Estimating of immune cell infiltration (ICI) and sample clustering

The R package “ESTIMATE” [21] and “CIBERSORT” [22] were adopted to estimate the immune score, stromal score and 22 types of ICI. The correlation between the ICI components was analyzed. Subsequently, according to ICI pattern, hierarchical agglomerative cluster was performed by R package “ConsensusClusterPlus” [23]. "ConsensusClusterPlus" adopts an algorithm to determine cluster count and membership based on stability evidence in the unsupervised analysis. This algorithm was repeated 1000 times to ensure the stability of clustering.

DEGs related to ICI subtypes

To identify the DEGs related to ICI, all samples were clustered into different ICI subtypes. The DEGs among ICI subtypes were analyzed using the R package “Limma” [24] (|log2foldchange|> 1.5, false discovery rate (FDR) < 0.05).

Clustering with DEGs, dimension reduction and construction of ICI score

For sample clustering at the genetic level, unsupervised clustering was conducted to cluster samples according to DEGs. Here, DEGs positively and negatively correlated with gene clusters were defined as ICI gene signatures A and B, respectively.
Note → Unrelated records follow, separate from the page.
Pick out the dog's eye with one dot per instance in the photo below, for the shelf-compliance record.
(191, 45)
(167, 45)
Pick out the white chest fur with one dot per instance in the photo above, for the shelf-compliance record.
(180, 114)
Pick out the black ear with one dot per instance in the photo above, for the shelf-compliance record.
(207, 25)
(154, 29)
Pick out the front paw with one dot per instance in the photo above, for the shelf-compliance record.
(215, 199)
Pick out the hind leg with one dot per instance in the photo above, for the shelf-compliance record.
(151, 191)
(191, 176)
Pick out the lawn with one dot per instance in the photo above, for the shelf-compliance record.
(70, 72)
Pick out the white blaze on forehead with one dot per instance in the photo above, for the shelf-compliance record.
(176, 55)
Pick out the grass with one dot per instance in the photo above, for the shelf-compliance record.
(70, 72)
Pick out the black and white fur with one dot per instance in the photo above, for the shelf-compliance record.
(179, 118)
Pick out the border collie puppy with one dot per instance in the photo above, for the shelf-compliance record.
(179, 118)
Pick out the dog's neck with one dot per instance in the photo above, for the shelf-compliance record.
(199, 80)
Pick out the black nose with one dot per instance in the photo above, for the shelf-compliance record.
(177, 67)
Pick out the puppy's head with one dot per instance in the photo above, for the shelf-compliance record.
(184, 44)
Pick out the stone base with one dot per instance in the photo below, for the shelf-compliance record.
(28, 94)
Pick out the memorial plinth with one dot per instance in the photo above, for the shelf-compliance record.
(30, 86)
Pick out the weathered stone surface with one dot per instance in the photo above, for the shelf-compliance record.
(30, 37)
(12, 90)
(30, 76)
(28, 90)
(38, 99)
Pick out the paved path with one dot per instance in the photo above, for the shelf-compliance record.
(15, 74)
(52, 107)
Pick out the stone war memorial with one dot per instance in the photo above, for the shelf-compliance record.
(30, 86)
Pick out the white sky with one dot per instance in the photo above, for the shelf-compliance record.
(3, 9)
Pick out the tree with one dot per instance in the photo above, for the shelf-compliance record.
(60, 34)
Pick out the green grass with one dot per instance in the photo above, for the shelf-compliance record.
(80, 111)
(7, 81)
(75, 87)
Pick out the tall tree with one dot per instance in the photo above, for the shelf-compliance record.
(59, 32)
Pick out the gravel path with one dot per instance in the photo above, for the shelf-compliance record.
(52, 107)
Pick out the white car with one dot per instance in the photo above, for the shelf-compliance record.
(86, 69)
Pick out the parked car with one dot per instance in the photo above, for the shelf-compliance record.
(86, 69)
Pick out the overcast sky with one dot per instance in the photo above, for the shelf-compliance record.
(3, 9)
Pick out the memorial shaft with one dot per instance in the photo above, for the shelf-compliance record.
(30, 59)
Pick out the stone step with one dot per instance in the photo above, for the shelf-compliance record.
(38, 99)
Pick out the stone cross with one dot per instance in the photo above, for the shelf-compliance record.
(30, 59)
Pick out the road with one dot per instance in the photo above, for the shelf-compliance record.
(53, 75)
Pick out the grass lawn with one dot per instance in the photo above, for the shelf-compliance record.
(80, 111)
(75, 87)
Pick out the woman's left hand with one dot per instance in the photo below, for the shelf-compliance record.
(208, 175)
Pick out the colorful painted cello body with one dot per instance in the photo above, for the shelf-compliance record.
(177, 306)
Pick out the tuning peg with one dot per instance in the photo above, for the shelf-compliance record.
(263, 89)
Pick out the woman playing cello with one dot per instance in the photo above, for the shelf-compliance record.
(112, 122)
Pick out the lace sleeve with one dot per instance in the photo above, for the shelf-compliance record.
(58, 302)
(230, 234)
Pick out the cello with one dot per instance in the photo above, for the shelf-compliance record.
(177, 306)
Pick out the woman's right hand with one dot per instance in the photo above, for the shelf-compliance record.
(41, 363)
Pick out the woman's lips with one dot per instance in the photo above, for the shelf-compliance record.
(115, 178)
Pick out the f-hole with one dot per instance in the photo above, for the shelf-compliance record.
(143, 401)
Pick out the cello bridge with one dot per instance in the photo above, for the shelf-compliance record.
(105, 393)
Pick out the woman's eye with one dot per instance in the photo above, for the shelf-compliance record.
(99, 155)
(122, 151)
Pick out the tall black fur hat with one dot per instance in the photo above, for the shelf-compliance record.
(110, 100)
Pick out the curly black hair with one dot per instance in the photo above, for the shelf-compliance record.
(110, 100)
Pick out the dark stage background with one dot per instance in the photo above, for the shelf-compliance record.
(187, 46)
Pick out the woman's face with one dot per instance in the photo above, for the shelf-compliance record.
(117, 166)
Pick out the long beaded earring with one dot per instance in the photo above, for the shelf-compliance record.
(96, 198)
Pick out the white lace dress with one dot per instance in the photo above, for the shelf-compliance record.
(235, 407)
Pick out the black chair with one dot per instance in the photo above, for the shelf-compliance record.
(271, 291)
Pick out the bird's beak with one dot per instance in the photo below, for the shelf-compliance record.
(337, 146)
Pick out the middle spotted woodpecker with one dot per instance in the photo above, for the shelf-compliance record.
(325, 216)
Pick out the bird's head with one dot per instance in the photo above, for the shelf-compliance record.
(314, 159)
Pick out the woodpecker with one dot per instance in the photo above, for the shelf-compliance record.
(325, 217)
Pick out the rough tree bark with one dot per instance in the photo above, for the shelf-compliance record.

Gene Ontology (GO) and Kyoto Encyclopedia of Genes and Genomes (KEGG) functional annotations analysis was conducted by R package "clusterProfiler" [25]. To reduce the noise or redundant genes, the dimensionality reduction for ICI gene signatures A and B was performed by using Boruta algorithm [26], and the feature genes were identified. Subsequently, principal component analysis (PCA) was conducted to extract the main component 1 from feature genes as the signature score in the respective ICI gene signature. Lastly, a method similar to the gene expression grade index [27] was adopted to define the ICI score of each patient: ICI score = ∑PCA1A-∑PCA1B. To identify the HSG and LSG related to prognosis, the cut-off value was determined by using R package “maxstat” [28]. Then, after the combination with other clinical factors, we used univariate and multivariate Cox proportional hazard regression analysis (COX) to verify the independent predictive effect of ICI score groups. The gene set enrichment analysis (GSEA) was conducted by using the Bioconductor package “fgsea” [29] with 10,00 permutations between HSG and LSG.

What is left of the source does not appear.